Po oderwaniu elektrody wyraźnie widzimy owal jeziorka spawalniczego. Patrzymy mniej więcej na środek tego owalu i czekamy ułamek sekundy, aż kąpiel zacznie trochę zanikać. W tym momencie ponownie zapalamy dolnym końcem elektrody dokładnie z tego środka przyciemnionego owalu.

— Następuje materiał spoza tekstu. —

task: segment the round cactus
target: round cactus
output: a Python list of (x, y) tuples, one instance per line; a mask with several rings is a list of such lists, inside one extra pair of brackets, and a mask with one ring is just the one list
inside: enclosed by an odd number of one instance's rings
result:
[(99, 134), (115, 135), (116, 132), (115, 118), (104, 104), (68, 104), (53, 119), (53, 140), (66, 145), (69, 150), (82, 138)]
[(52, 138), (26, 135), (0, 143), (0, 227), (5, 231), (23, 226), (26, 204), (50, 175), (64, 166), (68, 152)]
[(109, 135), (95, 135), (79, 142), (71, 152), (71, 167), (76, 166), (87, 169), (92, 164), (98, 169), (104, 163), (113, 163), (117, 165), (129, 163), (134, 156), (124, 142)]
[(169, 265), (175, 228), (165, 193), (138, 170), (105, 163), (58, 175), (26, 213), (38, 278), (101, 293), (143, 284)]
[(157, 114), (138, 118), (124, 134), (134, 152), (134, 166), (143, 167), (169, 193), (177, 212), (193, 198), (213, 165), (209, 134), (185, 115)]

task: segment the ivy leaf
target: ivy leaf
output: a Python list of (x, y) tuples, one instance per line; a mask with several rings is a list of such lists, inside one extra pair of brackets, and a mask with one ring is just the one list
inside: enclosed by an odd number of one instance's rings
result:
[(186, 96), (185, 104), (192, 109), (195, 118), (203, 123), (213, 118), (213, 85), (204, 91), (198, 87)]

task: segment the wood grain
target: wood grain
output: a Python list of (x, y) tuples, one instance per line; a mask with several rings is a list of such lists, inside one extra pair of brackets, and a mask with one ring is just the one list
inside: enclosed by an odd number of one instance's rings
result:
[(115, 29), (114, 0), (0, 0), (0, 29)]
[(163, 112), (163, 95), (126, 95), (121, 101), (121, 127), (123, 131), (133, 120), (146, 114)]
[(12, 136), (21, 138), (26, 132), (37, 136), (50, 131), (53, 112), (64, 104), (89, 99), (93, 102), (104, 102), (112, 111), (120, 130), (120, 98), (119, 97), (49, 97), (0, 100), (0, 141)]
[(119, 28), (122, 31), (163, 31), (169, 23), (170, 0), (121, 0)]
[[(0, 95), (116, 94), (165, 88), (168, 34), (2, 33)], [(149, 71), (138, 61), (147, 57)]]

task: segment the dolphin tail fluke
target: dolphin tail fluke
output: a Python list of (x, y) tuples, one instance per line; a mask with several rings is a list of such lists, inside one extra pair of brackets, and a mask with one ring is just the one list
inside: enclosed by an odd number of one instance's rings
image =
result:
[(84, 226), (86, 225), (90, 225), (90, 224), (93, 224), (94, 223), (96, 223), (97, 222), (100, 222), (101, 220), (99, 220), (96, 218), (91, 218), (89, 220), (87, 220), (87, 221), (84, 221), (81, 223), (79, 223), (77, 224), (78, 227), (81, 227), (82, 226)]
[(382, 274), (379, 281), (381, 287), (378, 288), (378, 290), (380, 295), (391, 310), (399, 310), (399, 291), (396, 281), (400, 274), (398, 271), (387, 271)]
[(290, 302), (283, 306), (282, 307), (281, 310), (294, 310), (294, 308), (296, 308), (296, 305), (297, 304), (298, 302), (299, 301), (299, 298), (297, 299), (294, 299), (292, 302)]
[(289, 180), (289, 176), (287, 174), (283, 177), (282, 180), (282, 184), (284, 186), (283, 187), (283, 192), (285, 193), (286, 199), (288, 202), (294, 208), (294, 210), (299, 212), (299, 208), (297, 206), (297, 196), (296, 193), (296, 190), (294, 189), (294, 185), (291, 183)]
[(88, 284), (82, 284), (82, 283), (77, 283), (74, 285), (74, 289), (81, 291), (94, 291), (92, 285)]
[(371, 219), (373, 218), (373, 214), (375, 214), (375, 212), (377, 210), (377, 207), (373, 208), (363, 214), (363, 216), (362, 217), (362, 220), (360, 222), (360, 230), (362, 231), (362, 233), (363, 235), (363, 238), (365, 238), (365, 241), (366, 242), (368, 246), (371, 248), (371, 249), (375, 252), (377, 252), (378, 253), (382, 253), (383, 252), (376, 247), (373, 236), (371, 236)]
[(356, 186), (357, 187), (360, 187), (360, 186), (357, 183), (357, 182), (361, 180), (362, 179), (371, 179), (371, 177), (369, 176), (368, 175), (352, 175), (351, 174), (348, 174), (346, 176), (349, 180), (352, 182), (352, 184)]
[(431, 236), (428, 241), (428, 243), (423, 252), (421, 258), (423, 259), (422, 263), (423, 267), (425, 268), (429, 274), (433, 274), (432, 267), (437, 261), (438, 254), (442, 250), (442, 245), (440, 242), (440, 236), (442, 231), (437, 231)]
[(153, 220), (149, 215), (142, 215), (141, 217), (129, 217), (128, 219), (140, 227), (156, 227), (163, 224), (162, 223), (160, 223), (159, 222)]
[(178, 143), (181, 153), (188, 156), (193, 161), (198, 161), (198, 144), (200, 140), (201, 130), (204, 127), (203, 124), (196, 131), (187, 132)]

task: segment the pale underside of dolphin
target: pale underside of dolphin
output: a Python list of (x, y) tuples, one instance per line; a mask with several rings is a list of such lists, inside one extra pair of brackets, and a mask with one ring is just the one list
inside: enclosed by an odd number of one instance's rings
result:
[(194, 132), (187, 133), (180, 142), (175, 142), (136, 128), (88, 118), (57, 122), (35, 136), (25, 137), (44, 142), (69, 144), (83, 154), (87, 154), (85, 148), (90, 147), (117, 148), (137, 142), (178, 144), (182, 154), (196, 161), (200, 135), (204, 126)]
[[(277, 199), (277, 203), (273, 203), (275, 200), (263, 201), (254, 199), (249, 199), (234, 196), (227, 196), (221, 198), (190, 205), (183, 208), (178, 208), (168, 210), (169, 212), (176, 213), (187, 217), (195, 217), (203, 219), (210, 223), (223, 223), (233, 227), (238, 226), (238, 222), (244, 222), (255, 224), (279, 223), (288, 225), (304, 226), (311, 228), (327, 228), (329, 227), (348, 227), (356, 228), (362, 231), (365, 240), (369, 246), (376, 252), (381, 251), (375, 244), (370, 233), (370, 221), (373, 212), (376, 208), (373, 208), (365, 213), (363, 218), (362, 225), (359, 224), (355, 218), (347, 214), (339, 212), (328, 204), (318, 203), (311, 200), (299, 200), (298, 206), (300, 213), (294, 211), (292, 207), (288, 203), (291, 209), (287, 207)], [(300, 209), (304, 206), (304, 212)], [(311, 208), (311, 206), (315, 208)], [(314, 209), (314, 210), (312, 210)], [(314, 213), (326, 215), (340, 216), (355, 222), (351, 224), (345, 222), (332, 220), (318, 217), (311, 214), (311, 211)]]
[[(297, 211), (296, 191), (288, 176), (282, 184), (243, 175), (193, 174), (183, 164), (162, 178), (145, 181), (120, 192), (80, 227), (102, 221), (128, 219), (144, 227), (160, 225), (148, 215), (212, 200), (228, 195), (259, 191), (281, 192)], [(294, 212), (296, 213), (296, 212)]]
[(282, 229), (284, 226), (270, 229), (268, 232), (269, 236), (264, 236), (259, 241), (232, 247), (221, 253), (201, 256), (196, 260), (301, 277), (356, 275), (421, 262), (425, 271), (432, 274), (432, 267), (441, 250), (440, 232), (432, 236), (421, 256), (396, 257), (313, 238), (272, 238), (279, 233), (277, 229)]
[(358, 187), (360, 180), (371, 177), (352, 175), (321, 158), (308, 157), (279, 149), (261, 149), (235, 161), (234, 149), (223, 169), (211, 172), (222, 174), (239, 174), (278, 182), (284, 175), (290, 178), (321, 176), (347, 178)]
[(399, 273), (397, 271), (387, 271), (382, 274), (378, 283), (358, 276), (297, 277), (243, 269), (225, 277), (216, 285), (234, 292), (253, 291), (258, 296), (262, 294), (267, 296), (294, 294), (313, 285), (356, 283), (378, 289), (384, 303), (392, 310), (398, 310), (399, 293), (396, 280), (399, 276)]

Rozpalamy ją na środku wanny, robimy półksiężyc z jednej strony, natomiast w drugą stronę bardzo ostro robimy półksiężyc i łączymy koniec półksiężyca z separacją elektrody. Tym ostrym ruchem dodatkowo odsuwamy żużel od jeziorka spawalniczego. Po prostu dzięki tej technice spawania szwy są bardzo gęste i piękne. I tak punkt po punkcie. Przejdźmy teraz od teorii do samego spawania.

Zapalamy elektrodę, podgrzewamy metal, bierzemy jeziorko spawalnicze i odrywamy. Ponowny zapłon w środku kąpieli i tak dalej, wszystko jest jak opisano powyżej. Teraz spójrzmy na wynik.

Zrzucamy żużel ze szwów i robimy kontrolę. Przy wielokrotnym powiększaniu widać, że szwy mają gęstą strukturę, łuski są blisko siebie, estetyka takiego szwu jest całkiem dobra.

Przyjaciele, lepiej raz to zobaczyć!

Nakręciłem dla Was szczegółowy filmik, spójrzcie, najważniejsza rzecz tam wyraźnie widać sam proces spawania tą techniką i jaki jest efekt. Miłego oglądania!